What did Donald Trump do today?
He doubled down on his strategy of sending paramilitary forces into airports.
Trump has refused to allow Republicans to pass any funding bills for the Department of Homeland Security, resulting in a partial shutdown of the government that has had tens of thousands of federal workers going without pay for over a month now. In part this is because he is threatening a legally meaningless presidential filibuster over an act to restrict Americans' ability to vote, and in part it's because he's demanding another massive budget increase for ICE. Trump has increasingly turned to using ICE as a sort of private army, and has most recently deployed them to airports, where the realities of more than a month without pay is forcing TSA agents to quit or call out en masse.
Trump claims that ICE agents are "helping" in airports that now routinely see multi-hour security screening lines. This is a lie, as millions of travelers have seen with their own eyes this week. ICE agents cannot operate screening equipment, are not trained for passenger screening, are not allowed into secure areas of airports, and can't even give better directions around an airport than the average tourist. They cannot even act as law enforcement officers for the kind of police work that is usually needed at airports.
As a result, the overwhelming job that ICE agents have been doing while what remains of the TSA's employees work without pay is standing around.

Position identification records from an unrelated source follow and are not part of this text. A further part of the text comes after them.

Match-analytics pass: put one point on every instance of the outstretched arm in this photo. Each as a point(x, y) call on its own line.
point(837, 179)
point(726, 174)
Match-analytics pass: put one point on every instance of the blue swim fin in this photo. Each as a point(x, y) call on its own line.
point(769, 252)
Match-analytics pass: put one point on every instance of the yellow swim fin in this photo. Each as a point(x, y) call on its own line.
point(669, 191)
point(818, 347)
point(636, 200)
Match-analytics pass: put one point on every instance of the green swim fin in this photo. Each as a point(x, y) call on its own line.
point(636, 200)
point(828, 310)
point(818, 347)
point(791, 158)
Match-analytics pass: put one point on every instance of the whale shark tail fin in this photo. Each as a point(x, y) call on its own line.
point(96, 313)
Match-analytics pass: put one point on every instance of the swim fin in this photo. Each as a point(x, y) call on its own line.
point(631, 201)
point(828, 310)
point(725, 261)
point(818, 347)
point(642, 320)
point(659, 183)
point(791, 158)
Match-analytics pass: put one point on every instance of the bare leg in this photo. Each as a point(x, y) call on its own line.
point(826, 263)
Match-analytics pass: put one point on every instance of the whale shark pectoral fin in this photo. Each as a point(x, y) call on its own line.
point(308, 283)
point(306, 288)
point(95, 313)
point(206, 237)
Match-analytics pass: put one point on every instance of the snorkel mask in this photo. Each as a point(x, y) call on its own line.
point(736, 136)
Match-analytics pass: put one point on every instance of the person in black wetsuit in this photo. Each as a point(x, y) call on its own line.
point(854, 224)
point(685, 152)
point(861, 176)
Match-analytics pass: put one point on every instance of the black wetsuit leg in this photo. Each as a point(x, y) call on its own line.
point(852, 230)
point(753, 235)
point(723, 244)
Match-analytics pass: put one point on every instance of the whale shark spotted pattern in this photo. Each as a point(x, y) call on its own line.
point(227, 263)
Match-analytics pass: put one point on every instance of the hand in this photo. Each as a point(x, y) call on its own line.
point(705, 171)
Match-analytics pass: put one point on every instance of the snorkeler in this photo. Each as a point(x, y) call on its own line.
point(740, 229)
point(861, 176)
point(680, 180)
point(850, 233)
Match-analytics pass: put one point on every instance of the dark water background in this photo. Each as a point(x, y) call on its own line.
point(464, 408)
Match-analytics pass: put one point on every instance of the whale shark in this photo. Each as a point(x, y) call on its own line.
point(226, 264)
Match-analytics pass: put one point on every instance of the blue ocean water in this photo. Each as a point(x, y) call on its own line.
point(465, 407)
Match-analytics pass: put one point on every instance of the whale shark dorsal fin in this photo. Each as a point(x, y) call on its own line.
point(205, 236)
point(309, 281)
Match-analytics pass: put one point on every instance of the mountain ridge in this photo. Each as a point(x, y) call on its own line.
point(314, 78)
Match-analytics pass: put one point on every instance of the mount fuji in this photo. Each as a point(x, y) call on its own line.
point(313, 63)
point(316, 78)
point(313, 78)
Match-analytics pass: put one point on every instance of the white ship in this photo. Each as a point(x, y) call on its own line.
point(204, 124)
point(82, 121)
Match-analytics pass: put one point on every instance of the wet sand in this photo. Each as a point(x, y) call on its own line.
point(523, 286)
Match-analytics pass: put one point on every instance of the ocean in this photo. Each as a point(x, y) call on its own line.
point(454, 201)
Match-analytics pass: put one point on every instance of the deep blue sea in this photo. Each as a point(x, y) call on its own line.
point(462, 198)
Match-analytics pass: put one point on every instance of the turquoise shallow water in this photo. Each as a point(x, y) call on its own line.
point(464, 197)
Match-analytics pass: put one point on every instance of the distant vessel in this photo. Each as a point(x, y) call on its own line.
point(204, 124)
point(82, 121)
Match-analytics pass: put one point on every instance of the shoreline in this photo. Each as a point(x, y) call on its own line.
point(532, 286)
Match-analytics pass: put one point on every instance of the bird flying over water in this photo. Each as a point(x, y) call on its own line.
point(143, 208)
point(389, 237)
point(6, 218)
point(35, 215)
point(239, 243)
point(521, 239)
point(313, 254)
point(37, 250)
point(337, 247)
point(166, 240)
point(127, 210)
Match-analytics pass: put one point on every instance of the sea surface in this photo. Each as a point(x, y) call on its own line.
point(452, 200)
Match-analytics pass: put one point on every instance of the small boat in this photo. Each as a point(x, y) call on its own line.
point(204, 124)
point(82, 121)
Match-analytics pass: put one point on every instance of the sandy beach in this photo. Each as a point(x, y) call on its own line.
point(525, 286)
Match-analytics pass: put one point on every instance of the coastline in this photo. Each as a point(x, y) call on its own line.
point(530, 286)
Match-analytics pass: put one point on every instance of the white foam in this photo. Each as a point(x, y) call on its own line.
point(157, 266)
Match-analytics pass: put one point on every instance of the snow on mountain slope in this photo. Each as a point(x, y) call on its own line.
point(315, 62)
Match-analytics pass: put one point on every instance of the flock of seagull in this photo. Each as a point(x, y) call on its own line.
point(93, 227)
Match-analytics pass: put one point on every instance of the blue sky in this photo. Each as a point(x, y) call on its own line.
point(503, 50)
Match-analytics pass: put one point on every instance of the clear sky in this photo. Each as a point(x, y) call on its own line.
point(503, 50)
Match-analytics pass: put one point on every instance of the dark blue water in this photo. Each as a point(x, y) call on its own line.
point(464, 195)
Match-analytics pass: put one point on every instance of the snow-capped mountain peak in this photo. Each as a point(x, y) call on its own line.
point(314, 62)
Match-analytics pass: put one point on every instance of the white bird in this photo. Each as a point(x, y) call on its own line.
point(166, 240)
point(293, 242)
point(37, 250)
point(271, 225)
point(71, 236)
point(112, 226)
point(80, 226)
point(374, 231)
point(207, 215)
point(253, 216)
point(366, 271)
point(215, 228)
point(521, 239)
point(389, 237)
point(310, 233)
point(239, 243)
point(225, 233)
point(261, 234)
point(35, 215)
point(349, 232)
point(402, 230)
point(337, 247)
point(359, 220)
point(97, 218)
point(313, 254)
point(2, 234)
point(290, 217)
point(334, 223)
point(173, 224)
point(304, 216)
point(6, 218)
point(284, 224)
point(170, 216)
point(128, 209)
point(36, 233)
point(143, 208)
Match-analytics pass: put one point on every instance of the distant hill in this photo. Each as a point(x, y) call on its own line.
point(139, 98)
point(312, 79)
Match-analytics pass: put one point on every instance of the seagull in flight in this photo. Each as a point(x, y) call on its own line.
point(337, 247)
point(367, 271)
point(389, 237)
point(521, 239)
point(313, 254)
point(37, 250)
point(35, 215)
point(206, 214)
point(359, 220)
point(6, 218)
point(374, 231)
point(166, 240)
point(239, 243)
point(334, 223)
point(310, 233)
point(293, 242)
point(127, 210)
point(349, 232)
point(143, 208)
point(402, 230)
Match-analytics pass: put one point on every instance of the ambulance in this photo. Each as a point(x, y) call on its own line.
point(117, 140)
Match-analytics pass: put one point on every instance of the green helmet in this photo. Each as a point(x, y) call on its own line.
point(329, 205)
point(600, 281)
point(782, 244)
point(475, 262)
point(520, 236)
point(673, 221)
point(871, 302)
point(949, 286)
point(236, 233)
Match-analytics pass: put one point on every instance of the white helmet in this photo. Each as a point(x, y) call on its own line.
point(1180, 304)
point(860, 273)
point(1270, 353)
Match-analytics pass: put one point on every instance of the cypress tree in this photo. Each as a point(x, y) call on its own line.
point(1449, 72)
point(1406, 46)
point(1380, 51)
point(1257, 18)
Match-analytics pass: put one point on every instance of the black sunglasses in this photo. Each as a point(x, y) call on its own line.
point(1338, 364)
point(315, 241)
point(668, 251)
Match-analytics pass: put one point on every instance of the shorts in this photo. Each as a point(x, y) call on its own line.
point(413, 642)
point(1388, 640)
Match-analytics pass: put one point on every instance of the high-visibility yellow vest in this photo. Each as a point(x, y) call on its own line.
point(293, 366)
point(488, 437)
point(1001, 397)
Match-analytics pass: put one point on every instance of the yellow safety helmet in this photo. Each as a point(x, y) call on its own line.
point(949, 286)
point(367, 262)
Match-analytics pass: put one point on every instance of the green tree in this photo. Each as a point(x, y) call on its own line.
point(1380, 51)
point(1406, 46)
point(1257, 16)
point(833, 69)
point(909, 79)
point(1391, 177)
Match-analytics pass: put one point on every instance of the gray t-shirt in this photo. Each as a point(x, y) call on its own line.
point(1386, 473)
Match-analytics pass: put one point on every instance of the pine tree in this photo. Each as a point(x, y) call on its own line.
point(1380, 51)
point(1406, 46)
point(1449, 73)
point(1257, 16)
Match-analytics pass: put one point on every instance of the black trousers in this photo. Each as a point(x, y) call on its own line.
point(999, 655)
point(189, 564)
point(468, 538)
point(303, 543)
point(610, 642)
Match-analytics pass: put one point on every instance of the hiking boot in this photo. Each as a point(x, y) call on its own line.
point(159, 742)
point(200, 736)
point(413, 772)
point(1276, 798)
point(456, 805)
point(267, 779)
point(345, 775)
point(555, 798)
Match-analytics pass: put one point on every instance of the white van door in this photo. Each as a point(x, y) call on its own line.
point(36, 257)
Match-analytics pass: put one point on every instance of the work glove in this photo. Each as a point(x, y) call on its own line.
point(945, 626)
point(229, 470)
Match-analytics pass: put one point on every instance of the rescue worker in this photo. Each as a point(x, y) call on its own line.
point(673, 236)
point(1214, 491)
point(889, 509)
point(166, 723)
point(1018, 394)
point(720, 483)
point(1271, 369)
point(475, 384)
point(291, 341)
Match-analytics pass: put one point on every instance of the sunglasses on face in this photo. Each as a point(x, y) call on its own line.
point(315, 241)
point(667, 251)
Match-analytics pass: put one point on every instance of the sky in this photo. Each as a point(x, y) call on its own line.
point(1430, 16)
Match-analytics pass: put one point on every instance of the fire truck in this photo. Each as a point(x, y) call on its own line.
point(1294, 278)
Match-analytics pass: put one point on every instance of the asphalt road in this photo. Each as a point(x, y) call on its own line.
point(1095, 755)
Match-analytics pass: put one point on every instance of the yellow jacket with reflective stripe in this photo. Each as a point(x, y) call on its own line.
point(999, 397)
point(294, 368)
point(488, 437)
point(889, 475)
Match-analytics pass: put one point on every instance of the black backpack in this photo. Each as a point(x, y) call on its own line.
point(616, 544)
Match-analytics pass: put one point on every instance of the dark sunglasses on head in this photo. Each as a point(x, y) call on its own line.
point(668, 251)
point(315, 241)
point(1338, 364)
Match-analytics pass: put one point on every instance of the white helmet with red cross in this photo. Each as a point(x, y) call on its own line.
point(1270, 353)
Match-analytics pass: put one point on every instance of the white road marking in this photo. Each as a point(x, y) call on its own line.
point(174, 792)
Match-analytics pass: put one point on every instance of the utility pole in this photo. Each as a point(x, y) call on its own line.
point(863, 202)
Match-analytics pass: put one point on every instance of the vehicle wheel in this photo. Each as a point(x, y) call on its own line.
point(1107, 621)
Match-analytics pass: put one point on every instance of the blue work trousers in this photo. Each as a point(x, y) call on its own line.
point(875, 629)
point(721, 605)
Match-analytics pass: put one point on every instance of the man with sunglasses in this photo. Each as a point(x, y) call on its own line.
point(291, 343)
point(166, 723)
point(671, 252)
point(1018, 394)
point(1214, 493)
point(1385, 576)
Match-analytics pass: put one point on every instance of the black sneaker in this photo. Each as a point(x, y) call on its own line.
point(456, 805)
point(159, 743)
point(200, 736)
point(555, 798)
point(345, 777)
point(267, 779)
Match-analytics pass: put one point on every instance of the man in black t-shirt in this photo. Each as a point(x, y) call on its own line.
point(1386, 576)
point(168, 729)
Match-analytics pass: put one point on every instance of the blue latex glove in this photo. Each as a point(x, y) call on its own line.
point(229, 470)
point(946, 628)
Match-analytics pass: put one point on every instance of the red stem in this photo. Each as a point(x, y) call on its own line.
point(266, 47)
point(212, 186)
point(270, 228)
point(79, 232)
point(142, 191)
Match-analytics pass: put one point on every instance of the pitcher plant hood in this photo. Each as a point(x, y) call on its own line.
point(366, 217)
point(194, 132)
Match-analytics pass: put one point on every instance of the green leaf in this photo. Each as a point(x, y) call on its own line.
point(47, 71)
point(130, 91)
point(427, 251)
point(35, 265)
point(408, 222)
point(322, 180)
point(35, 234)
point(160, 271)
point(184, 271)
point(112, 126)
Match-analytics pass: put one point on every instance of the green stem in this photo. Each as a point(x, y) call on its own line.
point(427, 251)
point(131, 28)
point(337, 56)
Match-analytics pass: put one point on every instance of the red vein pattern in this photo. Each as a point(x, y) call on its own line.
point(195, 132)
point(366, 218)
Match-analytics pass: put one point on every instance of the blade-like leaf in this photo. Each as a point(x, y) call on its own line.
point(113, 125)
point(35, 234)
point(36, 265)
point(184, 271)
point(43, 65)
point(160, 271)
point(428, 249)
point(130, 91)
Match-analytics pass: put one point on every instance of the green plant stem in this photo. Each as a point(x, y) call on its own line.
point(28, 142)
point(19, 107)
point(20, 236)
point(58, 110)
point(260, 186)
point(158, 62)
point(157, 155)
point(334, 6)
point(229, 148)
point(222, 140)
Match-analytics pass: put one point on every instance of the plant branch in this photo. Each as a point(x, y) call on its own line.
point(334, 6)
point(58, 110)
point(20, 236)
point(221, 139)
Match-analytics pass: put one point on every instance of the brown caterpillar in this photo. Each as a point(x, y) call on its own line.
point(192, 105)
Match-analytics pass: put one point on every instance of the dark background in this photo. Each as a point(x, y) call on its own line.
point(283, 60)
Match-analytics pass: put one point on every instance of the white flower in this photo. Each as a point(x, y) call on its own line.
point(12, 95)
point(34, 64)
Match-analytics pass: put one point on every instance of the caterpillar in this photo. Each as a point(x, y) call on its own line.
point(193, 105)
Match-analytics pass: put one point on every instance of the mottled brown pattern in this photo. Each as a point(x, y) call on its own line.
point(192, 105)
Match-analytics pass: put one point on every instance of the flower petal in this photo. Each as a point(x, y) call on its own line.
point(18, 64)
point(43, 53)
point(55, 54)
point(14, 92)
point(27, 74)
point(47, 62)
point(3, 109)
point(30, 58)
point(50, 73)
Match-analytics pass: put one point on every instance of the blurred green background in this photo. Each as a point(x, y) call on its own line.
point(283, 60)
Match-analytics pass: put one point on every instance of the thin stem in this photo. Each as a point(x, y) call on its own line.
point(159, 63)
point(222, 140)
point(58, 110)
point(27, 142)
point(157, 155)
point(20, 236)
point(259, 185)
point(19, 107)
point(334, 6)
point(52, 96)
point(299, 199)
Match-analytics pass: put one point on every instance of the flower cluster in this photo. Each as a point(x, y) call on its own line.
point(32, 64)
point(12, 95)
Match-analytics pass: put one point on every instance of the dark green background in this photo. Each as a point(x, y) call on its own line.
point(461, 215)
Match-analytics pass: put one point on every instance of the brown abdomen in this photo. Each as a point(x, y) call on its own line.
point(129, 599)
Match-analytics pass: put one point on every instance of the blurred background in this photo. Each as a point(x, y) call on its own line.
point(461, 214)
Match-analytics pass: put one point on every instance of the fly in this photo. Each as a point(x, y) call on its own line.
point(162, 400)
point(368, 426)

As humiliations mount for Trump, domestically and abroad, ICE is increasingly taking on the role of an emotional safe space for him. Yesterday, he posted a bizarre fantasy about how beloved ICE agents were, and how "they just happen to have much larger, and harder, muscles than most." In reality, ICE is now incredibly unpopular with Americans. As for muscles, the agency had to drastically lower its fitness requirements to meet Trump's hiring surge, to the point where one veteran officer called the standard "pathetic."
Today, Trump mused about doubling down on this strategy by deploying National Guard forces to airports for, as he put it, "more help" than the no help ICE is currently providing. Recently, Trump called up National Guard units from around the country to "fight crime" in cities he was trying to make a political target of. They ended up doing landscaping instead.
Why does this matter?
- People standing around doing nothing is about as inefficient as government ever gets.
- A president who'd ever had to work for anything might not be so casual about demanding Americans work for free.
- Every dictator tries to give himself shock troops that are only accountable to him.